Bis man als Leser*in nämlich zu besagtem Kapitel gekommen ist, hat man eine Odyssee der Sprache, des Witzes, aber auch der Fragezeichen hinter sich. Fran Ross schreibt nicht einfach so – nein: sie mischt die „normale“ Sprache mit jiddisch (ein Glossar findet sich im Anhang, was das Lesen etwas mühselig macht – aber man gewöhnt sich an alles *g*), fügt eigene Wortkreationen hinzu und würzt das Ganze mit viiiiiel Witz, (schwarzem) Humor, Sarkasmus – manches Mal möchte einem das Lachen am liebsten im Hals stecken bleiben, aber oft kann man gar nicht anders als über die absurd-komisch-überzeichneten, jedoch auch der Gesellschaft (nicht nur der damaligen, sondern auch der heutigen) den Spiegel vorhaltenden Episoden lauthals zu lachen oder zumindest zu grinsen. Hier zeigt sich (leider), dass die im Roman angesprochenen und kritisierten Themen wie Rassismus, Antisemitismus, Frauenfeindlichkeit usw. immer noch vorherrschen – erschreckend…
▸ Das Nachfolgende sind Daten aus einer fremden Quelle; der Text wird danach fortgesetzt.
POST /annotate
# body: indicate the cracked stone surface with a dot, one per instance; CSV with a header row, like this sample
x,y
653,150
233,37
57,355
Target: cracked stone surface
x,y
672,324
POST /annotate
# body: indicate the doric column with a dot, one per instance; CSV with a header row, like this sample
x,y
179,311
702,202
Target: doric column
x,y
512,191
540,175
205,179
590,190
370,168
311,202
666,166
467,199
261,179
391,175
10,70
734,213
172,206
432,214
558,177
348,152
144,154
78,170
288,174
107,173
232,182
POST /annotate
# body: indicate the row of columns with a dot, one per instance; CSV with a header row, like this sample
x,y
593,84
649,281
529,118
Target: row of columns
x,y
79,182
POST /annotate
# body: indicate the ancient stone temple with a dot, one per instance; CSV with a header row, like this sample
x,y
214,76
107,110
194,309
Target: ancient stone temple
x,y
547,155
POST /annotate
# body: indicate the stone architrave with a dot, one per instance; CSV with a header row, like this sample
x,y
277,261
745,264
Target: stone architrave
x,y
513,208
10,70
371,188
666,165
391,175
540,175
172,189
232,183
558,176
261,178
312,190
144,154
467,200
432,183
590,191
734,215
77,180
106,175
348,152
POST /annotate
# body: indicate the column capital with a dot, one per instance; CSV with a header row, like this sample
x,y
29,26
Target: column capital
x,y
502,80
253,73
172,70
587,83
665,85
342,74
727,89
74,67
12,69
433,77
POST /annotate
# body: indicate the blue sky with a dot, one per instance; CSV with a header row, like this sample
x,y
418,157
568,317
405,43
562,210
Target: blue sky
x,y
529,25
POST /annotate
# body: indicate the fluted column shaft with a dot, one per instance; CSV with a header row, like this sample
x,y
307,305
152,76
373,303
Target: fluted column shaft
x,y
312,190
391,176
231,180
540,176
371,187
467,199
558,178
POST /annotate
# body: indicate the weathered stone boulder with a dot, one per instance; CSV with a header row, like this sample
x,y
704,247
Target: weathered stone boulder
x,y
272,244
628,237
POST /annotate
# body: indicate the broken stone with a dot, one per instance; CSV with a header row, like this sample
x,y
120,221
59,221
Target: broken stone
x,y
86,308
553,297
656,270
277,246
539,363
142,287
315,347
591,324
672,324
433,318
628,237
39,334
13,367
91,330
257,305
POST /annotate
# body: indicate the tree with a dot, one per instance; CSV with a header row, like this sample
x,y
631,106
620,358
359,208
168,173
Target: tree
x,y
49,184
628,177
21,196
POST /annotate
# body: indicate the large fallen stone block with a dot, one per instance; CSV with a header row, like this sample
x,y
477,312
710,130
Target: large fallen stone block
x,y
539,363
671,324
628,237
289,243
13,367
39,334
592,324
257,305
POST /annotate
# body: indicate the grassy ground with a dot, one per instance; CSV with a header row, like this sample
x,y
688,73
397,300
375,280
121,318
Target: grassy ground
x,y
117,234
Dieser Roman lebt von seiner Andersartigkeit – als Leser*in sollte man sich kurzzeitig von seinen „gewohnten“ Lesegepflogenheiten verabschieden und eintauchen in die kuriose Welt von Oreo und ihrer Familie. Wer sich jedoch drauf einlässt und bis zum Schluss „durchhält“ (ja, Durchhaltevermögen ist durchaus gefragt, siehe vorheriger Abschnitt *g*) wird mit einem trotz aller Kuriosität zum Nachdenken anregenden Roman belohnt.
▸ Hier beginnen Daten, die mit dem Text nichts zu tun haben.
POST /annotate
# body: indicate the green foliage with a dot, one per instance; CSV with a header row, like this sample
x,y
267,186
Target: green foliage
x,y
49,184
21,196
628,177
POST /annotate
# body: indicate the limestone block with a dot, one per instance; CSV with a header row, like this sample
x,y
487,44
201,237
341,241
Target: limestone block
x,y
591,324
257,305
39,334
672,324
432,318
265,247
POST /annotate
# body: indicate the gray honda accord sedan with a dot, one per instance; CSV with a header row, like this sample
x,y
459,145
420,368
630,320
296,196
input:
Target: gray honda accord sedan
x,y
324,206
Ich verteile 5* und spreche eine absolute Leseempfehlung aus!

©kingofmusic




Dir ist hier wieder eine wunderbare Rezension gelungen! Ich werde meine wahrscheinlich dann am Sonntag verfassen, da habe ich dann etwas freie Zeit dazu. Denn dieses Ausnahmebuch verdient definitiv eine perfekte Rezension!